Когда заканчивали покраску, проснулся Гоша. Вил его был страшен. Мало того, что он весь опух от разного по крепости и качеству спиртного, которое он вливал в себя уже четвертый день, так еще, по всему видать, ударился и неоднократно лицом о землю, пока его Конь тащил. Глаза основательно заплыли, на лице засохли потеки грязной воды с островками присохшего суглинка. Фуфайка и штаны просили хотя бы щетки. Он потрогал лицо, хрюкнув что-то нечленораздельное и попытался встать. С первого раза не вышло – в области почек будто нож воткнули. Тогда он перевернулся на бок и, кряхтя, согнувшись, встал. Шаркая ногами, проследовал на улицу через задний ход. Там с трудом помочился. Присел на скамейку под сиренью, не с первого раза разлепил рот. Вытащил из-под нее литровую банку с водой – сам ее днем поставил. Проливая на пузо, Гоша выхлебал все, что было – зубы заломило – поверх воды уже образовался ледок. Выкурил сигарету. Кашляя и морщась от боли и внутри и на скулах снаружи зашел обратно, сел на диван.
Положив кисть на фанерку, к нему направился Гриша.
– Ну и рожа у тебя… Да и фуфайка со штанами. Будто глину месил. Снимай, сейчас над тэном повесим, просохнет, почистим. Че тут было то?
– Да не помню я ни хрена. А че краской так воняет? И гарью какой-то. – с трудом ворочал языком Пень.

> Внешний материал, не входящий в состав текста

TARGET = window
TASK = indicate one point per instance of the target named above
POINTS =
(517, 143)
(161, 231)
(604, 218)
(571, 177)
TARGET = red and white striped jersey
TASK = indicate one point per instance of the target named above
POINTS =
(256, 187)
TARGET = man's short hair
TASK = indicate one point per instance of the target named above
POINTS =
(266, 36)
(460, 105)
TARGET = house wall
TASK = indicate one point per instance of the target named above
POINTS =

– Ты, друг мой, чуть не сгорел тут. Если бы не Конь, задохнулся бы точно. Вот что. Пойдешь сегодня к нам – надо из тебе штопора выходить. Посидим, поговорим о вечном. Сдохнешь иначе. Пень, это «звоночек» с верху… Да не зыркай, без опохмела не оставлю. Но и напиться не дам.
– Какой «звоночек»? – намерившийся было скандалить и возражать, Гоша, глянув сквозь муть бодуна на чеканящего слова друга, все-таки понял, что «быковать» ему сейчас не с руки. Да и сил, если честно, не было.

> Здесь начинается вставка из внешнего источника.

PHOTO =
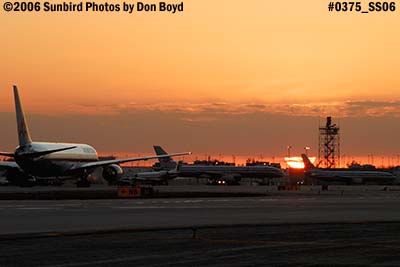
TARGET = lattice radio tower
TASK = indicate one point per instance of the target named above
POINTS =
(329, 145)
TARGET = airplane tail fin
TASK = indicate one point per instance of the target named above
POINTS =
(165, 162)
(307, 163)
(24, 137)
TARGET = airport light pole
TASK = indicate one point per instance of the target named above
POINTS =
(288, 159)
(306, 148)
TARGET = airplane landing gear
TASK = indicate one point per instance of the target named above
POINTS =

– А такой, – сказал возникший из темноты Петя, – что если бы этот болван Конь не шатался тут случайно, то через два дня поминки бы по тебе справляли.
– Ну все, я докрасил. Наливайте! – радостно провозгласил подошедший и уже немного оклемавшийся от пережитого Коновалов.
Гриша с Петей переглянулись, Лиса, пожав плечами, вздохнул, сходил за заначкой, выставил на стол початую бутылку.
– По сто – и по домам.
Они еще почистили Гошу, замочили в ведре кисти, заперли мастерские и разошлись. Петя сразу направился в свою сторону, Гриша с ковыляющим рядом Гошей – к Котовским. Позади понуро перебирал ногами Конь и канил не предмет продолжения попойки, пока Гриша не пригрозил ему разбить лицо.